Zulip Chat Archive

Stream: lean4

Topic: Issue with String marshalling between Lean and Rust FFI


Daneshvar Amrollahi (Jul 17 2025 at 21:50):

Hello everyone,

I'm working on a project that uses Lean to call into a Rust library via FFI. I'm having trouble with passing file paths from Lean to Rust.

My setup:

In Lean

(FFI.Lean):

namespace SMTParser

@[extern "test_ffi"] opaque testFFI : UInt32  UInt32

@[extern "parse_smt_file"]
opaque parseSMTFile (path : @& String) : UInt32

end SMTParser

(Main.Lean):

def main (args : List String) : IO UInt32 := do
  match args with
  | [] => do
    IO.println "Please provide an SMT file path"
    return 1
  | filename :: _ => do
    IO.println s!"Processing SMT file: {filename}"
    SMTParser.processSMTFile filename

In Rust
(lib.rs):

#[unsafe(no_mangle)]
pub extern "C" fn parse_smt_file(_path: *const c_char) -> u32 {
    if _path.is_null() {
        eprintln!("Received null pointer for path");
        return 0;
    }

    // Convert C string to Rust string
    let path_str = unsafe {
        match CStr::from_ptr(_path).to_str() {
            Ok(s) => s,
            Err(e) => {
                eprintln!("Error converting path: {}", e);
                return 0;
            },
        }
    };

    eprintln!("Reading file: '{}'", path_str);

    // Read the file
    let contents = match fs::read_to_string(path_str) {
        Ok(s) => s,
        Err(e) => {
            eprintln!("Error reading file: {}", e);
            return 1;
        }
    };

    // Rest of the code...
}

When I pass a file path from Lean to Rust, the string doesn't seem to be properly marshalled. The Rust side can't correctly interpret the string pointer that Lean is passing.

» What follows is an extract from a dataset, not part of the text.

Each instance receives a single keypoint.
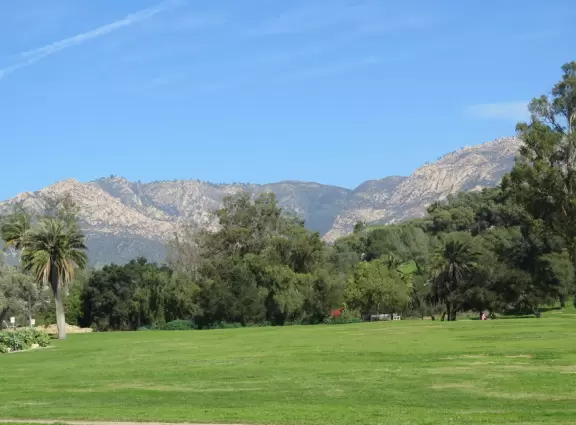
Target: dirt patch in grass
(466, 385)
(520, 356)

A simple numeric FFI test works fine (test_ffi function that doubles an integer), but string passing is failing.

Does anyone know how can we properly pass a Lean String as a C-compatible string through Rust's FFI?

Arthur Paulino (Jul 17 2025 at 23:35):

This is how Lean strings are stored in memory:

// from lean.h
typedef struct {
    lean_object m_header;
    size_t      m_size;     /* byte length including '\0' terminator */
    size_t      m_capacity;
    size_t      m_length;   /* UTF8 length */
    char        m_data[];
} lean_string_object;

So you either have to intercept the call in C and pass ptr->m_data to Rust or you need to mimic that precise memory layout in Rust in order to access the m_data attribute

Arthur Paulino (Jul 17 2025 at 23:40):

Or, if you're feeling brave, add 32 to your pointer and read from there. It's the size of a lean_object (8 bytes) and three size_ts (8 bytes each on a 64bit machine).

Arthur Paulino (Jul 17 2025 at 23:57):

If you choose to mimic the memory layout in Rust, make sure to tag your LeanStringObject struct with #[repr(C)]!

Daneshvar Amrollahi (Jul 18 2025 at 00:11):

Thanks Arthur. I managed to do it by mimicing the struct in my Rust code.
But it seems like a very fragile solution. For instance if the String object for Lean changes for some reason in the future updates, this would break. Is there a more clean solution for this?

Arthur Paulino (Jul 18 2025 at 00:17):

These basic structs from lean.h are pretty stable already. But passing ptr->m_data (or, even better, lean_string_cstr(ptr)) from C to Rust is more stable because in the worst case you'd get a compilation error from your C code. The price of this solution is that your build becomes a bit messier, mixing up C and Rust.

Arthur Paulino (Jul 18 2025 at 00:20):

But keep in mind that FFI is fundamentally unsafe, so it's always gonna feel a bit itchy.